You still won!
I hear this a lot: "I won, but..." . "I came 3rd, but...". Usually it continues with "there were only so many people in the race" or "this or that happened to someone else who was ahead".
In the last year, I learned a very important lesson. It was hard to embrace it first, but I think it is extremely important. THERE IS NO BUT! There shouldn't be, there can't be!
Winning a race is about two things: who shows up at the start and who is still there at the finish. It is not about who is the fastest, who can go the longest, etc. No, it is about that particular day and how it plays out. And anybody who tries to belittle your success saying there were only this or that many at the race or this or that happened to someone, should seriously look into themselves.

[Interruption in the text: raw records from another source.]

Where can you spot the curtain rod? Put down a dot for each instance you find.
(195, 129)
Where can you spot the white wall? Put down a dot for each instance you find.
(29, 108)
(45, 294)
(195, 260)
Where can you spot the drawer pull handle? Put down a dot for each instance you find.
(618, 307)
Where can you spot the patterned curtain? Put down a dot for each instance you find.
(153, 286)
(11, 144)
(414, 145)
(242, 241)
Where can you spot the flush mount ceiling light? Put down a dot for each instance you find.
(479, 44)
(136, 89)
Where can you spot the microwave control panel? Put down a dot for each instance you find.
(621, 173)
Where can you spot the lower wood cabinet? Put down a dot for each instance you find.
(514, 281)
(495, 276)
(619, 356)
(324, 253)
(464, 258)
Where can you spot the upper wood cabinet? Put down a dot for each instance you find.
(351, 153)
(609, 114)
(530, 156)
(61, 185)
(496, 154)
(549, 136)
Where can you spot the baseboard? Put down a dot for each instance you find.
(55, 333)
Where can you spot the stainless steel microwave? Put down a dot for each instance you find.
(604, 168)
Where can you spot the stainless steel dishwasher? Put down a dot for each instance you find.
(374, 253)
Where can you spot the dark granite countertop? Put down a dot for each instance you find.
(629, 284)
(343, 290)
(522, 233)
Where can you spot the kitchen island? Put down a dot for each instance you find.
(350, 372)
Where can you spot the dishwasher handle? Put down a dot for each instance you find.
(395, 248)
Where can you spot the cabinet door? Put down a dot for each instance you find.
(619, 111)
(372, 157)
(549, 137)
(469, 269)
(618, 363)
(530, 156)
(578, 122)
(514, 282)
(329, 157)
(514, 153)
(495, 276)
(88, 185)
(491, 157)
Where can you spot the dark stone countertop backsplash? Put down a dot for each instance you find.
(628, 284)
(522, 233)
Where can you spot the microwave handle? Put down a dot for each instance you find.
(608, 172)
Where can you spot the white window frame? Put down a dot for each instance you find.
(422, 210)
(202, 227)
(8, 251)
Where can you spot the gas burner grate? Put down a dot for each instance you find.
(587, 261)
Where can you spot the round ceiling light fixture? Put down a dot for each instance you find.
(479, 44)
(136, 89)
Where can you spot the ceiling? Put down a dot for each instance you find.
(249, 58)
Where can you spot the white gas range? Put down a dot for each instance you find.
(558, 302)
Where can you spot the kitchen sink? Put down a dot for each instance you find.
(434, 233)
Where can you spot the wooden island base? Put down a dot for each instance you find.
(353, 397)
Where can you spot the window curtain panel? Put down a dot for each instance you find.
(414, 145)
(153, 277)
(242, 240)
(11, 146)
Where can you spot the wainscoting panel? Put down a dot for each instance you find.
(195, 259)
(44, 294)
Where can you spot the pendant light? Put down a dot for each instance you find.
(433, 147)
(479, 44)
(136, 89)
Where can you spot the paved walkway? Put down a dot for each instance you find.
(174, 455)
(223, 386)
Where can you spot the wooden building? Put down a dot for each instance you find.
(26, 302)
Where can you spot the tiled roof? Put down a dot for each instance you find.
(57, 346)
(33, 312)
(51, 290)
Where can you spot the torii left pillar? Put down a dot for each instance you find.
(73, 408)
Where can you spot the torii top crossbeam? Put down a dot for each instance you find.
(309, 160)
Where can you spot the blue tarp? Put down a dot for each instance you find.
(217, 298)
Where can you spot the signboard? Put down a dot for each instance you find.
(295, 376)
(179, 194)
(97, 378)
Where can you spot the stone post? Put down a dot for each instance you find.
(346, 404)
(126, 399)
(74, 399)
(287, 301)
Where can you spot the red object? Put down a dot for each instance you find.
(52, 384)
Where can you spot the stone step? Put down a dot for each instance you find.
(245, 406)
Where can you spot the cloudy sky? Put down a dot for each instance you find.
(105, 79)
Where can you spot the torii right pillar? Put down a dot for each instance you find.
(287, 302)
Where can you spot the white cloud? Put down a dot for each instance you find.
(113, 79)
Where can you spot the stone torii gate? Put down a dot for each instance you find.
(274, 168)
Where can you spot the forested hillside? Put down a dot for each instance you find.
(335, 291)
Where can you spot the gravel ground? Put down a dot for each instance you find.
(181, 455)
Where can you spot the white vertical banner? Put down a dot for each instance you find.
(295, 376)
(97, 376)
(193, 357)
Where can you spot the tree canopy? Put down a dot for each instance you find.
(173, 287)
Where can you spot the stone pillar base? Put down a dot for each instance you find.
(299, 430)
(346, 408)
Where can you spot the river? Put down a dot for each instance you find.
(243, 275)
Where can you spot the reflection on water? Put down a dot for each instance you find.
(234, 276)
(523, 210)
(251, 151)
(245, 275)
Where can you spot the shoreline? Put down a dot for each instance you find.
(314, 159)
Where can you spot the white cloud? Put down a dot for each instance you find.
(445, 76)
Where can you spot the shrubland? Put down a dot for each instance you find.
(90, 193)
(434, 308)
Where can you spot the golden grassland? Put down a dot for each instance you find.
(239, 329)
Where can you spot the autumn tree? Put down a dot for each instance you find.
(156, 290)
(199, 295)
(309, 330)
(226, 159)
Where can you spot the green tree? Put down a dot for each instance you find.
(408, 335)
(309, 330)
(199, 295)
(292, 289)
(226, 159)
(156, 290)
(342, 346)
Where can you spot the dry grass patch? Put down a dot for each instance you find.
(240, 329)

It first happened to me when I won the North- and Central American World Masters Athletics Championship in the 10km race for my age group. Actually both of the above mentioned "BUT"s happened in that race. There were 3 of us that showed up at the start. One faster than me one slower than me. So everyone was going to podium.
Then about 2.5km into the race, the fast girl dropped out because of an injury and not wanting to risk her New York Marathon a month later. So I won. Out of 2. I still won and got a gold medal.

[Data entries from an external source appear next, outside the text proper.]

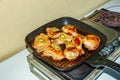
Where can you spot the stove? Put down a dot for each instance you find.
(111, 50)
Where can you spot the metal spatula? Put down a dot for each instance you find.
(97, 60)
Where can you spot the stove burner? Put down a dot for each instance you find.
(109, 18)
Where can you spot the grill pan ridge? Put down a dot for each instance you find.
(82, 28)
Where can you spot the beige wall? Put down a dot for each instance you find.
(19, 17)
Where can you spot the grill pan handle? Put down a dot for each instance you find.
(112, 65)
(97, 60)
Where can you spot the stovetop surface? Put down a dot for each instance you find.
(83, 70)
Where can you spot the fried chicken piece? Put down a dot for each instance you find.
(54, 51)
(41, 42)
(91, 41)
(53, 32)
(69, 29)
(62, 38)
(71, 53)
(77, 42)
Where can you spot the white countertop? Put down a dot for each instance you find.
(17, 68)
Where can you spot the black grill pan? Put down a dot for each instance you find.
(82, 28)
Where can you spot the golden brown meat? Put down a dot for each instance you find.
(62, 38)
(71, 53)
(91, 41)
(54, 51)
(69, 29)
(41, 42)
(53, 32)
(77, 42)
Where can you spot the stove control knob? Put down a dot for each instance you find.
(116, 43)
(119, 38)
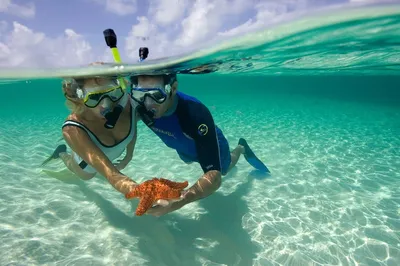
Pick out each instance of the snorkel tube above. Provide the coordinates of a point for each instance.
(111, 41)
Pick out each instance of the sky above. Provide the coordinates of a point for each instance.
(50, 33)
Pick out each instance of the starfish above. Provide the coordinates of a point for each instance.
(152, 190)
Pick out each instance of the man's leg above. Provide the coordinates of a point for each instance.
(235, 155)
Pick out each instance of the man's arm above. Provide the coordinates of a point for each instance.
(204, 133)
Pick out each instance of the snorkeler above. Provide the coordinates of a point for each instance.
(101, 125)
(143, 53)
(185, 124)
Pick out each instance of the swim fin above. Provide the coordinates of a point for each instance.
(251, 158)
(56, 154)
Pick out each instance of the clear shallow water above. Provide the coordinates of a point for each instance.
(333, 197)
(331, 143)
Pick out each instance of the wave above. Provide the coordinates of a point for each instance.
(346, 39)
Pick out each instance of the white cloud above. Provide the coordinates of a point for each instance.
(119, 7)
(167, 29)
(24, 47)
(167, 12)
(22, 10)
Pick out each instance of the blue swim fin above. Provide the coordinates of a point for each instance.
(251, 158)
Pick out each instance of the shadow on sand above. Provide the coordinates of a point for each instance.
(174, 240)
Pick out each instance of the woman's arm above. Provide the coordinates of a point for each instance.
(79, 141)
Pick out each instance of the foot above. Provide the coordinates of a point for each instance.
(60, 149)
(56, 154)
(251, 158)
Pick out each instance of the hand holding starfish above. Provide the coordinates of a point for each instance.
(150, 191)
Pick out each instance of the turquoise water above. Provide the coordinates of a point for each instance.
(331, 142)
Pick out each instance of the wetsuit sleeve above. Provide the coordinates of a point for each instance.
(204, 133)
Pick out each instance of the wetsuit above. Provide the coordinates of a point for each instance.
(191, 131)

Then in the 5km event at the same race, I got bronze. I make a conscious effort to never add "but there were only 3 of us". Yes, I came last. But you know what? I won a bronze medal and I'm going to own it! It was the North-American Championship!
Some people's first question will be when you say you won or came 2nd or 3rd: "but how many started". Guess what, it doesn't matter! Just because only X number of people think they can do that particular race, that distance, on that day, it doesn't lessen your achievement.
At the Hungarian Long-Course Triathlon National Championship that I won this year, there were only 42 women. Yes, there were people who told me "I bet you would get more runners at a marathon". Sure. More people think they can finish a marathon than an Ironman-distance triathlon. It actually gives the achievement higher value if anything. Definitely not less.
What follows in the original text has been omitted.